Prosecutors across Texas are throwing out pot charges because they can’t tell the difference between legal, industrial hemp and illegal marijuana – and effective testing is virtually impossible. When lawmakers in Texas finally caught up with federal law and legalised industrial hemp in June 2019, they emphasized that this was not just a road stop on the way to legal, recreational marijuana.
Republican senator Charles Perry who sponsored the bill assured Texans that this would not be a “slippery slope” to legal recreational cannabis, according to a report from the Dallas Morning News back in May. However, this week prosecutors say labs in Texas don’t have the time or the equipment to distinguish between legal and illegal hemp.
Confusion between cannabis and hemp
Travis County District Attorney Margaret Moore announced earlier this year that she would no longer be prosecuting misdemeanour marijuana cases. On top of that, Moore also stated that she would dismiss all cases for marijuana possession filed on or after June 10th – when hemp was legalized in Texas. Individuals charged with possession before June 10th will not be so lucky, and their charges will remain in place.
In a public statement, Moore said “After consulting with the Austin Police Department, the Travis County Sheriff’s Office and the Texas Department of Public Safety, I am dismissing these cases because we cannot obtain a lab analysis on the substances involved to establish the THC concentration”.
There is only one lab in Texas that has the capacity to test cannabis plants and determine the difference between marijuana and hemp – a process which can take eight to 12 months. However, a group of Republican governors have come together to push back on this move, in a letter to Texan district and county attorneys. In the joint statement, Gov. Greg Abbott, Lt. Gov. Dan Patrick, House Speaker Dennis Bonnen and Texas Attorney General Ken Paxton voices their disapproval of how district and county attorneys have dealt the regulatory confusion between cannabis and hemp.

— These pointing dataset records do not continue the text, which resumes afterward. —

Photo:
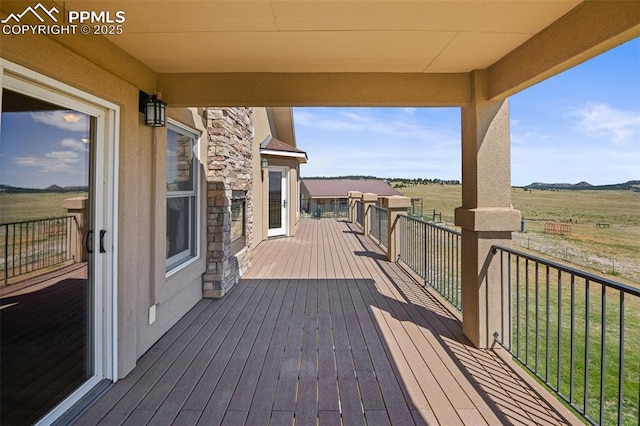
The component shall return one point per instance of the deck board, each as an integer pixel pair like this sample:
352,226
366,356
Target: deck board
321,330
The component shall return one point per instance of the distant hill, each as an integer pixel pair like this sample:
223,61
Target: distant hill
633,185
8,189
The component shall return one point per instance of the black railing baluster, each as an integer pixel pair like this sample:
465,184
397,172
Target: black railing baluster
603,344
548,331
432,253
613,407
621,361
572,337
559,372
34,245
586,349
537,316
518,305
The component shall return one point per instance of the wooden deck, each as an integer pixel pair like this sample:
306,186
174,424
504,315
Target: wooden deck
322,330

“Failing to enforce marijuana laws cannot be blamed on legislation that did not decriminalize marijuana in Texas.“
However, for prosecutors in Texas to run these tests for use in a criminal trial, they would have to pay up to hundreds of dollars for each sample to be tested, and would have to testify about the results of the testing during a trial. Given the lack of laboratories in Texas that have the capacity to differentiate between THC and CBD in a sample, the labs that do exist would experience a severe backlog which would result in serious delays.
The Republican governors suggested that prosecutors work through the confusion by charging individuals with a misdemeanour for failure to have a proper hemp certificate, which would state whether a plant was indeed legal hemp or illegal marijuana.
However, the governors also stated that anyone who currently has a certificate is a fake (which is also a felony) – as the Texas Department of Agriculture has yet to officially produce one. As such, anyone with a “fake” certificate can be charged with possession of marijuana as well as a misdemeanour charge of transporting hemp without a certificate.
“Criminals should be on notice that they may continue to be prosecuted for possession of marijuana and may now be prosecuted for illegal possession of hemp without a proper certificate.”
The headline in The New York Times last Friday ran with – ‘Texas legalized hemp, not marijuana, governor insists as prosecutors drop pot charges’. It seems there is still ambiguity even though Texas lawmakers thought they were clear. The bill they passed allows the growth and sale of hemp and nothing to do with legalising pot.